Percy Gloom, charming, dreamlike graphic novel

I just read Cathy Malkasian's "Percy Gloom" (scored from the new release table at LA's Secret Headquarters), a charming, sweet, weird little hardcover graphic novel from Fantagraphics.

Percy Gloom lives with his mother, an inventor. His father, a Gloom, killed himself with the Gloom death-slap shortly before he was born.
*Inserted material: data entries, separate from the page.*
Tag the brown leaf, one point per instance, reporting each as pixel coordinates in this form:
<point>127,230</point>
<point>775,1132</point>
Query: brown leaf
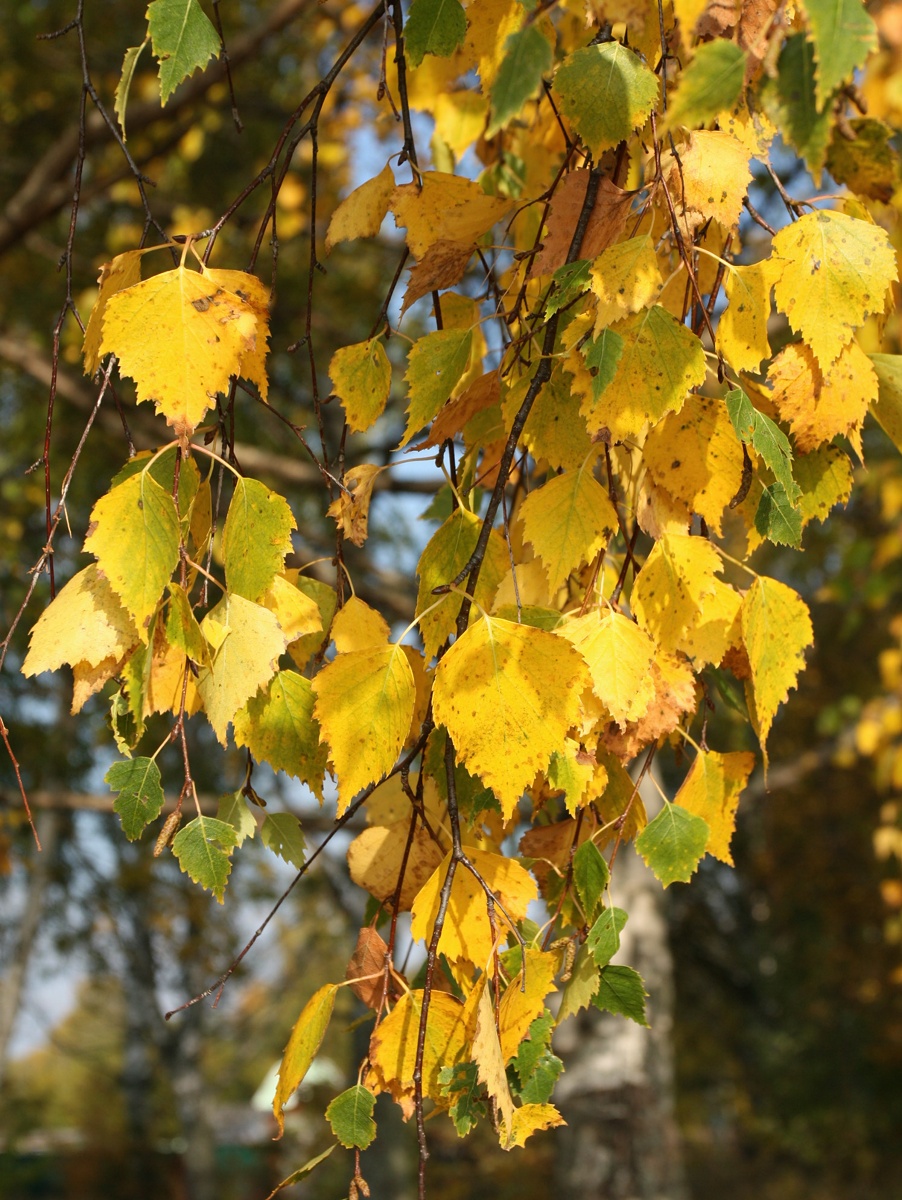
<point>674,695</point>
<point>352,509</point>
<point>442,268</point>
<point>367,969</point>
<point>481,394</point>
<point>606,223</point>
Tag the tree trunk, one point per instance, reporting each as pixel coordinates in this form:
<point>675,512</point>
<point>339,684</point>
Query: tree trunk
<point>617,1092</point>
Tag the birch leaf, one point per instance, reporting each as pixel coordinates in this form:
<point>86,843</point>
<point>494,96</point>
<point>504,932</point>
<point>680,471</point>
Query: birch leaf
<point>306,1037</point>
<point>711,791</point>
<point>776,630</point>
<point>248,642</point>
<point>361,214</point>
<point>134,537</point>
<point>567,521</point>
<point>365,701</point>
<point>181,337</point>
<point>507,694</point>
<point>831,274</point>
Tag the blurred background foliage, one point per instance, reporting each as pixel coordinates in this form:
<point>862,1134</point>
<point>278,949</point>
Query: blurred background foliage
<point>788,1024</point>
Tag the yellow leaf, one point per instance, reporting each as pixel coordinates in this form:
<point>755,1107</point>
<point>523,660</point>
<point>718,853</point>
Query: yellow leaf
<point>697,457</point>
<point>295,612</point>
<point>356,627</point>
<point>352,509</point>
<point>459,119</point>
<point>256,295</point>
<point>365,701</point>
<point>377,855</point>
<point>507,694</point>
<point>306,1037</point>
<point>743,327</point>
<point>181,337</point>
<point>625,279</point>
<point>660,363</point>
<point>818,405</point>
<point>84,623</point>
<point>392,1047</point>
<point>134,537</point>
<point>673,586</point>
<point>524,999</point>
<point>88,681</point>
<point>717,628</point>
<point>277,727</point>
<point>572,772</point>
<point>776,629</point>
<point>361,214</point>
<point>248,641</point>
<point>831,274</point>
<point>119,274</point>
<point>529,1119</point>
<point>711,791</point>
<point>487,1055</point>
<point>554,431</point>
<point>567,521</point>
<point>619,657</point>
<point>825,479</point>
<point>446,208</point>
<point>710,178</point>
<point>467,931</point>
<point>361,379</point>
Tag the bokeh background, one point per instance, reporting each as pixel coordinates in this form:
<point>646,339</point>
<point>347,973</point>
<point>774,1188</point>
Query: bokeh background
<point>774,1062</point>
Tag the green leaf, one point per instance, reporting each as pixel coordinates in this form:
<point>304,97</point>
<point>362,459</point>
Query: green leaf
<point>528,55</point>
<point>843,35</point>
<point>603,939</point>
<point>256,539</point>
<point>235,811</point>
<point>350,1115</point>
<point>825,480</point>
<point>306,1037</point>
<point>606,91</point>
<point>283,835</point>
<point>709,85</point>
<point>791,103</point>
<point>203,849</point>
<point>433,27</point>
<point>134,537</point>
<point>777,519</point>
<point>140,793</point>
<point>601,355</point>
<point>122,724</point>
<point>570,281</point>
<point>434,367</point>
<point>536,1067</point>
<point>767,438</point>
<point>248,641</point>
<point>673,844</point>
<point>125,82</point>
<point>462,1083</point>
<point>182,629</point>
<point>623,991</point>
<point>278,727</point>
<point>361,379</point>
<point>184,39</point>
<point>590,876</point>
<point>869,166</point>
<point>582,987</point>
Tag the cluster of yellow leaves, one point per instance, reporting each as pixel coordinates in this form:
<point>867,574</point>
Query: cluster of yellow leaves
<point>660,438</point>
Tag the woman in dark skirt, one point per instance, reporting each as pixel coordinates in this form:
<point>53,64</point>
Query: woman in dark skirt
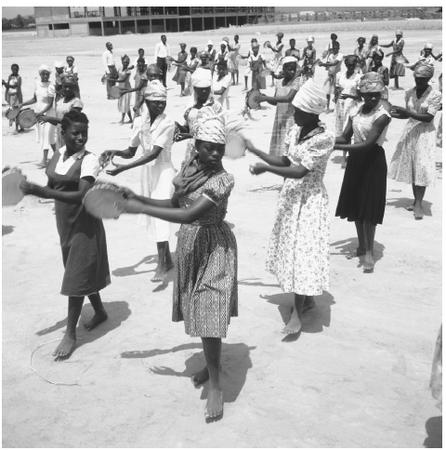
<point>363,193</point>
<point>71,172</point>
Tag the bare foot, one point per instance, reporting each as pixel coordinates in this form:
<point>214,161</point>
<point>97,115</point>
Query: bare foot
<point>294,325</point>
<point>200,377</point>
<point>65,348</point>
<point>98,318</point>
<point>214,406</point>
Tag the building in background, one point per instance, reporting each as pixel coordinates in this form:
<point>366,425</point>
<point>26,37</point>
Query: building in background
<point>103,21</point>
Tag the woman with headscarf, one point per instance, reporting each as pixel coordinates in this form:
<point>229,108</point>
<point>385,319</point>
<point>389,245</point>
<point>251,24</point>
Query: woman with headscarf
<point>414,158</point>
<point>363,193</point>
<point>154,132</point>
<point>298,253</point>
<point>123,82</point>
<point>397,68</point>
<point>346,96</point>
<point>44,93</point>
<point>180,74</point>
<point>205,289</point>
<point>285,92</point>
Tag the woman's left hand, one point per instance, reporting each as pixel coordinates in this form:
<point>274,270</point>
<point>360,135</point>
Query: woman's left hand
<point>257,169</point>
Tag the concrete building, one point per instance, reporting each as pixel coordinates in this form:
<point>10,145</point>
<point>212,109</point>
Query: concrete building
<point>103,21</point>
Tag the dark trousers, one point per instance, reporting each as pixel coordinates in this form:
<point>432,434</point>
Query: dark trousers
<point>162,65</point>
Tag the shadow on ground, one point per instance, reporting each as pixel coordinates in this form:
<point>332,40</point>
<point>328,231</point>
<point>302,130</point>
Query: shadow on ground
<point>235,361</point>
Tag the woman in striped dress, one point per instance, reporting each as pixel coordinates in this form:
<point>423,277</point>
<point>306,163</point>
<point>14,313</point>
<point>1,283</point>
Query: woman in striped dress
<point>205,290</point>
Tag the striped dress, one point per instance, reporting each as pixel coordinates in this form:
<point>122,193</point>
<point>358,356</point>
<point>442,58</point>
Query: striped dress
<point>205,287</point>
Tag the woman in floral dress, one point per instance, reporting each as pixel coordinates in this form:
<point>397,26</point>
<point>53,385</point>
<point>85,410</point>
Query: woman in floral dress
<point>414,158</point>
<point>298,253</point>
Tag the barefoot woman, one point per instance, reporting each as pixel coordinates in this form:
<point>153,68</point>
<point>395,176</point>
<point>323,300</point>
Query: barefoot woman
<point>205,290</point>
<point>298,250</point>
<point>71,172</point>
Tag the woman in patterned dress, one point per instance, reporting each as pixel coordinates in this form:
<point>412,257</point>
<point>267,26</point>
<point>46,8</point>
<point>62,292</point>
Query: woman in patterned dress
<point>397,68</point>
<point>414,158</point>
<point>363,192</point>
<point>346,96</point>
<point>283,97</point>
<point>124,83</point>
<point>299,249</point>
<point>71,172</point>
<point>205,289</point>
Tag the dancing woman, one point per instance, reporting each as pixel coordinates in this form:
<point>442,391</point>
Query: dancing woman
<point>298,253</point>
<point>71,172</point>
<point>363,192</point>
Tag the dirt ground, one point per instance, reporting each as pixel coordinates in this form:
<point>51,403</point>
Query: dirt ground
<point>357,376</point>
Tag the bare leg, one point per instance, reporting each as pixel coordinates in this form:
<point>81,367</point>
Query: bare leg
<point>100,315</point>
<point>294,325</point>
<point>419,192</point>
<point>66,347</point>
<point>369,233</point>
<point>360,251</point>
<point>212,353</point>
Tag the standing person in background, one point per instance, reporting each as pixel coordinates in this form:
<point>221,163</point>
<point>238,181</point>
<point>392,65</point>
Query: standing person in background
<point>363,193</point>
<point>293,51</point>
<point>111,73</point>
<point>285,92</point>
<point>361,52</point>
<point>154,132</point>
<point>333,66</point>
<point>124,83</point>
<point>397,68</point>
<point>44,93</point>
<point>71,71</point>
<point>414,159</point>
<point>346,96</point>
<point>233,59</point>
<point>308,59</point>
<point>162,51</point>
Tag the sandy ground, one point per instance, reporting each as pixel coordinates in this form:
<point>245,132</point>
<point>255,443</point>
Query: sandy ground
<point>357,376</point>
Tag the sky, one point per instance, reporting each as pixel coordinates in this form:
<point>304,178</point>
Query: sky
<point>10,11</point>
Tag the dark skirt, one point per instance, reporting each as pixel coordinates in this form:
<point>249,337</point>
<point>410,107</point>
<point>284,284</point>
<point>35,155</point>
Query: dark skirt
<point>363,191</point>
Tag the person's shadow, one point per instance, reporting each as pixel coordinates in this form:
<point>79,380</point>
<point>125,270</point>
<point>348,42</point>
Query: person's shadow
<point>235,361</point>
<point>313,320</point>
<point>434,430</point>
<point>117,312</point>
<point>404,202</point>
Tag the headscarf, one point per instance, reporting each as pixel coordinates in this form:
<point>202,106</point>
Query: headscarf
<point>44,68</point>
<point>201,78</point>
<point>371,82</point>
<point>310,98</point>
<point>155,91</point>
<point>423,70</point>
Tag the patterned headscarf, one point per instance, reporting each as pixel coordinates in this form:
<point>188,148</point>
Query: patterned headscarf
<point>155,91</point>
<point>371,82</point>
<point>310,98</point>
<point>423,70</point>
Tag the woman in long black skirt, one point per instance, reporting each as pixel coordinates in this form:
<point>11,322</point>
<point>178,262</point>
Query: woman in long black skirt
<point>363,193</point>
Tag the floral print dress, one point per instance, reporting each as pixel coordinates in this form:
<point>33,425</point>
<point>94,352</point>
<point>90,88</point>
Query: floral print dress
<point>298,252</point>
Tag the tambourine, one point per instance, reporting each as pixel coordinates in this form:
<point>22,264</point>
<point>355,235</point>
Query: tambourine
<point>26,118</point>
<point>12,194</point>
<point>12,113</point>
<point>251,99</point>
<point>105,200</point>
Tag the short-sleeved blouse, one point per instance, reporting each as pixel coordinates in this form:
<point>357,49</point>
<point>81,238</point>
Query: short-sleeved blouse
<point>363,123</point>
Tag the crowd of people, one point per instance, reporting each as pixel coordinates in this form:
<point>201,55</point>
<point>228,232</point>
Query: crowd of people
<point>205,287</point>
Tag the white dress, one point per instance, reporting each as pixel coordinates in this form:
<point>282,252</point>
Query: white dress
<point>298,251</point>
<point>414,158</point>
<point>157,175</point>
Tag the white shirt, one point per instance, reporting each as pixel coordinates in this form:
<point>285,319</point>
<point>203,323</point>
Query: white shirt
<point>161,50</point>
<point>159,133</point>
<point>108,59</point>
<point>90,164</point>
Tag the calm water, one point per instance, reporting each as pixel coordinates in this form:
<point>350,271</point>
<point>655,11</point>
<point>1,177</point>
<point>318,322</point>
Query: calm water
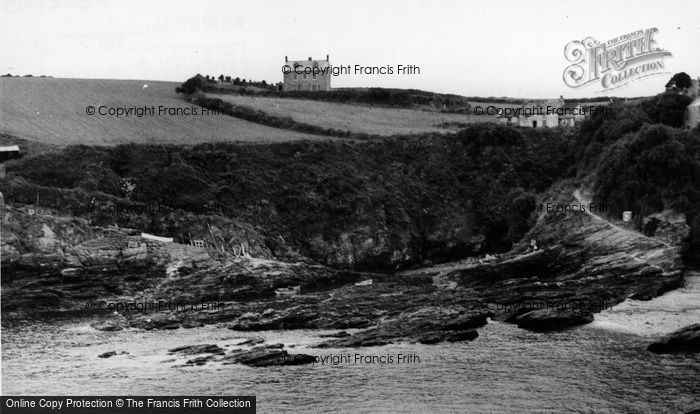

All his life, Percy Gloom has dreamt of writing cautionary advisories on products — WARNING, DO NOT STICK HAIRBRUSH IN EAR — and when the story opens, he's finally gotten a chance to interview for a position doing just that.

Lazy-eyed, balding, jug-eared Percy sets off in his fedora and pedal car to interview for the job, but he's sidetracked by his hunger, which can only be satisfied by muffins and lemon juice. In town, he meets a whole cast of characters, some nice and some terrible, and ends up with an infected foot jammed in his mouth.

Percy's troubles have just started, and as the story unfolds, we get more of his backstory — very unhappy indeed — and life inside the cautionary writing company, and a city in the grips of a death-eating immortality cult.

This all has the charm of something like Howl's Moving Castle or Yellow Submarine, and Percy and his friends are drawn in a lovely, old-timey way that made me smile on every page. This is a big, solid, handsome hardcover that sells for $13 on Amazon, a stellar deal.